By then the guards on top of the train discovered what they were doing and shot and killed that boy when he jumped. Annie’s last memories of her mother and sister, who were murdered in that death camp, is saying goodbye to her sister in that cramped train car and the feeling of her mother’s hands pushing her from behind to help her squeeze through the window. She never saw them again. Only she and her father managed to survive. Still, even after her many attempts to avoid capture, the Nazis did manage to find her when a former classmate identified her as a Jew. And yet, she would emphasize to the students not that neighbor who turned her in but the other people who hid her or gave her a morsel of food or offered her a warm bath when she was on the run. There were good people who helped her survive.
She spent nearly one and half years in concentration camps. She would try to convey to our students how terrible the experience was in the camps. She was always hungry. She became weak and emaciated. And then she would often tell the students how she and three other girls would share their daily rations. They used one of their tea rations, or what she would tell them was more like dirty water, to color their cheeks. That way they would not look as pale as they actually were. And looking healthier meant one more day of life. And then she would often point her finger and say, “Living is worth it. No matter how bad things seem, life is precious.”
Then she would conclude her story by saying, “Am Yisrael Chai!—the Jewish people lives.” We would then give the students an opportunity to talk about what they heard and come up to Annie and ask questions. They would often want to see her number up close: 38330. Some would want to touch her arm and feel the tattoo and she would let them. She never covered her number up. She wanted the world to see it. Her arm served as testimony against the Nazis and the evil they perpetrated, but also of course witness to her survival.
I would often drive her home after Hebrew School concluded. In the car, we would talk about what she had just shared. I had this sense that telling her story was both simultaneously invigorating and exhausting. she would often say, “You know rabbi I leave out some of the details out when talking to such young students.” I remember thinking, “There were worse moments than jumping off a moving train on a snowy winter night? There were worse memories than drinking dirty water tea and eating a half slice of bread every day?”
On one occasion, she told me the following, “We used to have to squat to go to the bathroom at the edge of these latrine pits. Sometimes people were so weak that they fell in and drowned in those pits. On other occasions the Nazi guards would push people into those pits, and they would drown.” Even going to the bathroom was dangerous. In the camps even that most mundane and basic of human things could mean death. The Nazis robbed Jews of their humanity.
I cannot explain why that is the memory I can never forget. Perhaps it was because I had this feeling that Annie needed to share it and speak it out loud but felt she could not tell such a horror to our young students. She wanted them to remain hopeful. Her goal when telling our students was to instill hope. Even in the midst of sharing the terrors that she experienced, she wanted to protect our children. She did not want them only to see antisemitism and death. She wanted them to see survival and life.

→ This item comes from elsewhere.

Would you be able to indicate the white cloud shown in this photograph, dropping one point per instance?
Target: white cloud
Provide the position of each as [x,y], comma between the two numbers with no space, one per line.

Annie did survive. She married and had a daughter. She celebrated the b’nai mitzvah of grandchildren as well as weddings. She was present for the birth of great grandchildren.
She wanted our students to remember the Nazi evils but also see survival and hope. And that of course is the point of our garden so aptly named “Annie’s Garden.” In the winter there will be its barren trees and bushes and its cold, stone benches. I will then imagine her tumbling in the snowbank when Annie tried to evade her Nazi tormentors. And then every year, around this time, its bushes will start filling with color and its flowers will start blooming. And I will recall her concluding message of hope and her words. “Life is always worth it. Am Yisrael Chai!”